Hurley Haywood first drove at Sebring in I 971, sharing a Porsche 914/6 with the late Peter Gregg, and has failed to start only once since then, in 1990 when he was contracted to Audi for the TransAm Championship.

This was his 20th start, and his views on the 40 year-old event are generally complimentary. “I remember when you used to take the two long aircraft runways absolutely flat-out at night,” he says. “It was over 200 mph in a Porsche 935 and there were no reference points at all, while aircraft were landing right alongside you. it was a thrill a minute, I can tell you.

“One year it rained, really rained, torrential, and I got lost. I couldn’t see the race track any more, the whole place was like a pond. It’s not like that any more.

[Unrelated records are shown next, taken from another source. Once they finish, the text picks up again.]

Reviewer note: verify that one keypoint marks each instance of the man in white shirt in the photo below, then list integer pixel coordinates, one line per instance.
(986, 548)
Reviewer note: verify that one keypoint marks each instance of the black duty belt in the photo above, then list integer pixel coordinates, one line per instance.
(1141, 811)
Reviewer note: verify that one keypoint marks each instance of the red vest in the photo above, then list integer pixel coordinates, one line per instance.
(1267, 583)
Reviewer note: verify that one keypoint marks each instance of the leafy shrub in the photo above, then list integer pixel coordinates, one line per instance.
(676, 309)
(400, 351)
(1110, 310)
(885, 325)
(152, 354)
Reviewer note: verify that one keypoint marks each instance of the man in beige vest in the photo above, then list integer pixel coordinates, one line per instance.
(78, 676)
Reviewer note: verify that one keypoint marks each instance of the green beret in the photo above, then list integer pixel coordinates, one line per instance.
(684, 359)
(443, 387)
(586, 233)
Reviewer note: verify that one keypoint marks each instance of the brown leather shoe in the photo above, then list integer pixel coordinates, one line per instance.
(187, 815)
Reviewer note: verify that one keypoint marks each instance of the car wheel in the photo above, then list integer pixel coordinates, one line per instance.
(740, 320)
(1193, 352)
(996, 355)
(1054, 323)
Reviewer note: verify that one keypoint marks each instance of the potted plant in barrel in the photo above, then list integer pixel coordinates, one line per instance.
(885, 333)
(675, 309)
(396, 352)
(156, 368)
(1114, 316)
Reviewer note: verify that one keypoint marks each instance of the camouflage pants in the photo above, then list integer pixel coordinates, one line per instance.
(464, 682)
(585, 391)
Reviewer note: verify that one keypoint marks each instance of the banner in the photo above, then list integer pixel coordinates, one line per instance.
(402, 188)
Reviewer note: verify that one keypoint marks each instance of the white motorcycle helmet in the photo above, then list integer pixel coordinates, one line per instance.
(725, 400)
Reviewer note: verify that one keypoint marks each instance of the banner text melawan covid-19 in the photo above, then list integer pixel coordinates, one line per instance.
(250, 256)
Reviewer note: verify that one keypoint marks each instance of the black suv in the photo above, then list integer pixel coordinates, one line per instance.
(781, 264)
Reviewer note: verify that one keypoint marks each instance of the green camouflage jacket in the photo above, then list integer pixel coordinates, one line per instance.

It’s quite a safe track actually, though I’m not very happy with the safety of any track we race on in the States.

“They never lost the flavour of the place, I tell you. . . they still don’t have decent bathrooms! The bumps are easier, but the ground-effect cars we race today are so sensitive to every ripple in the road that it will always be a problem. They’ve made every effort to smooth out the bumps and make the place safe. The bumps are a problem everybody has to deal with, and if you have smart engineers you can get around it.”

Those bumps are in every conversation that concerns Sebring, and have been since the early days when transmissions were broken almost routinely. It has never been a good track for Jaguar, though the D-type won in 1955, and the modern V12 cars tend to be too stiffly sprung, and too sensitive in the transmission department, to be regarded as bomb-proof. This year, though, it was an errant rear wheel which put Jones and Brabham back by eight laps.

For all the criticisms, all who have been to Sebring talk about the place with affection. Everyone, it seems, has good and bad memories of the place. As Haywood says: “There’s a lot of negative things, but they’re outweighed by the positive things. For me, it’s always a treat to come back to Sebring.”